The 3 July 1678 Resolution (in the House of Commons Journal on British History Online as well) stated

“That all Aids and Supplies, and Aids to his Majesty in Parliament, are the sole Gift of the Commons: And all Bills for the Granting of any such Aids and Supplies ought to begin with the Commons: And that it is the undoubted and sole Right of the Commons, to direct, limit, and appoint, in such Bills, the Ends, Purposes, Considerations, Conditions, Limitations, and Qualifications of such Grants; which ought not to be changed, or altered by the House of Lords.”

This one emerged out of the deepening political crisis of the late 1670s which resulted a few months later in the beginnings of what is known as the ‘Exclusion Crisis’. Charles II’s alliance with France had been bitterly opposed from 1673 onwards by many in his Parliament, and eventually reversed. England joined an international coalition against France in 1678 just as its new partners were seeking peace, and just before a peace conference got under way in the Netherlands at Nijmegen. Charles raised troops to wage war against France; but as they were being raised it started to look as if they would not be needed.
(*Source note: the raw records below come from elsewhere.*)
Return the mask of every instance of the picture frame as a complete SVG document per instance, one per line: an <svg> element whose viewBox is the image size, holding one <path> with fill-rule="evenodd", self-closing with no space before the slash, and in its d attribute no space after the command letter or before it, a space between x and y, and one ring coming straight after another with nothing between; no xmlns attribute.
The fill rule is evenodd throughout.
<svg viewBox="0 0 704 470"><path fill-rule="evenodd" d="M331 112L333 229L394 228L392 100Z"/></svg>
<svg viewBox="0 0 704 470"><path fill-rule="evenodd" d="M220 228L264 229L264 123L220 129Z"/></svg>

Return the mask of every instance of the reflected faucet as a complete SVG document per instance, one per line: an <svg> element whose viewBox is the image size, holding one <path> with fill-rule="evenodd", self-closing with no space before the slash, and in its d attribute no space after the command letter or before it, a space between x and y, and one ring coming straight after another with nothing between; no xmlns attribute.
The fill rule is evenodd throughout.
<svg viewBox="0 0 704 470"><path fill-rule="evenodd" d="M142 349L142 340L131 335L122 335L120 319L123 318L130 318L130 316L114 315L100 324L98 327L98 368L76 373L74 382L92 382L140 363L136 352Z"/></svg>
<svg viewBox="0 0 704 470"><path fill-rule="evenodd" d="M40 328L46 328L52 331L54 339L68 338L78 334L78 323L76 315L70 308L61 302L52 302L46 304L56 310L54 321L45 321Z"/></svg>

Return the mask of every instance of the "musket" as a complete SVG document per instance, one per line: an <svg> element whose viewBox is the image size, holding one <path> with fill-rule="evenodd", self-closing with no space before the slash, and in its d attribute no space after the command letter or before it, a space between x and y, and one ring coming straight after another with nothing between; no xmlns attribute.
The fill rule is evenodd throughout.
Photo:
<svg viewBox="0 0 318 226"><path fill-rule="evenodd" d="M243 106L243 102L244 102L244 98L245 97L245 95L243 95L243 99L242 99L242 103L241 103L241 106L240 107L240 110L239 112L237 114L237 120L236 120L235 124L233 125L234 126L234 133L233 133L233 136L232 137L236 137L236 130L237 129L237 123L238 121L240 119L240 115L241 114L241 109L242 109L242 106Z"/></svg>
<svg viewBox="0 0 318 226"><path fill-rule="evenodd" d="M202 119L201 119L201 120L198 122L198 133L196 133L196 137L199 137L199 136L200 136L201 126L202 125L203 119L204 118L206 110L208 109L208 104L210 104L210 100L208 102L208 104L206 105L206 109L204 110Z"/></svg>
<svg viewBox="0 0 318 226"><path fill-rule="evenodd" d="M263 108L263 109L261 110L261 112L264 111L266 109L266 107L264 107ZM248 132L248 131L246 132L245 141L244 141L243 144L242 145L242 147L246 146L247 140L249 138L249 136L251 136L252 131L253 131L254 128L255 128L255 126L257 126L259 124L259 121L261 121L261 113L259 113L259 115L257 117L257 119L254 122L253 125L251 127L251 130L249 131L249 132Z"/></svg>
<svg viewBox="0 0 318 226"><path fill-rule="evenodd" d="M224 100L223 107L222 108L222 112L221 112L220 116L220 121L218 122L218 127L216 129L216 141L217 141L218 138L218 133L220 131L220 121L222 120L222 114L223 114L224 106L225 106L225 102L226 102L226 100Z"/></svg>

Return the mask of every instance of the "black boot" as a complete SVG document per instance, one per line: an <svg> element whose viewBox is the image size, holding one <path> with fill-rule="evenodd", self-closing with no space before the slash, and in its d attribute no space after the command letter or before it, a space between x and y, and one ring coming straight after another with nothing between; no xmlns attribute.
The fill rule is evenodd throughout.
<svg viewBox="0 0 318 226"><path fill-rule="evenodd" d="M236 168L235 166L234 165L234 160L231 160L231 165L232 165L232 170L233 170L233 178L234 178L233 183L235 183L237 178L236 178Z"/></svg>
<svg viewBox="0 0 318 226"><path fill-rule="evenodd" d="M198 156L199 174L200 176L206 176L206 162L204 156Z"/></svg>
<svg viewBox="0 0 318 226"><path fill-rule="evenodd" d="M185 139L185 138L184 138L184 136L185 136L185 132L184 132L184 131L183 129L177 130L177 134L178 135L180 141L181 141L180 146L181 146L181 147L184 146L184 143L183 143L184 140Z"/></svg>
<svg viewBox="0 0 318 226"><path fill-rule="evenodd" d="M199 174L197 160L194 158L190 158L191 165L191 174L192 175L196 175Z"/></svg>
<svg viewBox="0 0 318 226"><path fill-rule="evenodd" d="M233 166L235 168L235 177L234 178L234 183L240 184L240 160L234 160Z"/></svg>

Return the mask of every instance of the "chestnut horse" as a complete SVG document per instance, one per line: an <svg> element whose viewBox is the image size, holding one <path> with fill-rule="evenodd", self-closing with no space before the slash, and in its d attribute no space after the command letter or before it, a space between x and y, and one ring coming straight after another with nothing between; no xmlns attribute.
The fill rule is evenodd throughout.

Many parliamentarians were suspicious that the new army, no longer needed on the continent, might be used to suppress dissent at home, and were keen to be rid of it as soon as possible. They agreed to taxation to pay off the troops, insisting that they should be disbanded by 30 June. But French brinkmanship at the peace conference made so fast a disbandment unwise, and while the supply bill was in the Lords, Charles received an appeal from the Dutch to delay it. He transmitted it to the Lords, who obliged by amending the dates given for disbandment to be achieved in the bill. The Commons to resist the amendments by raising the issue of privilege. Eventually a relatively smooth compromise was worked out in which the Commons merged the provisions of the disbandment bill with those of a completely new bill.

Some sources suggest that the controversy over the Lords Amendments was to some extent a synthetic one, designed to give the government time to see how the negotiations at Nijmegen would play out – something which would also explain why it was so easily resolved (unlike that of 1671, in which the bill was lost). The resolution of the issue might also suggest, though, that the Commons were keen to vindicate their own stand on the point of principle.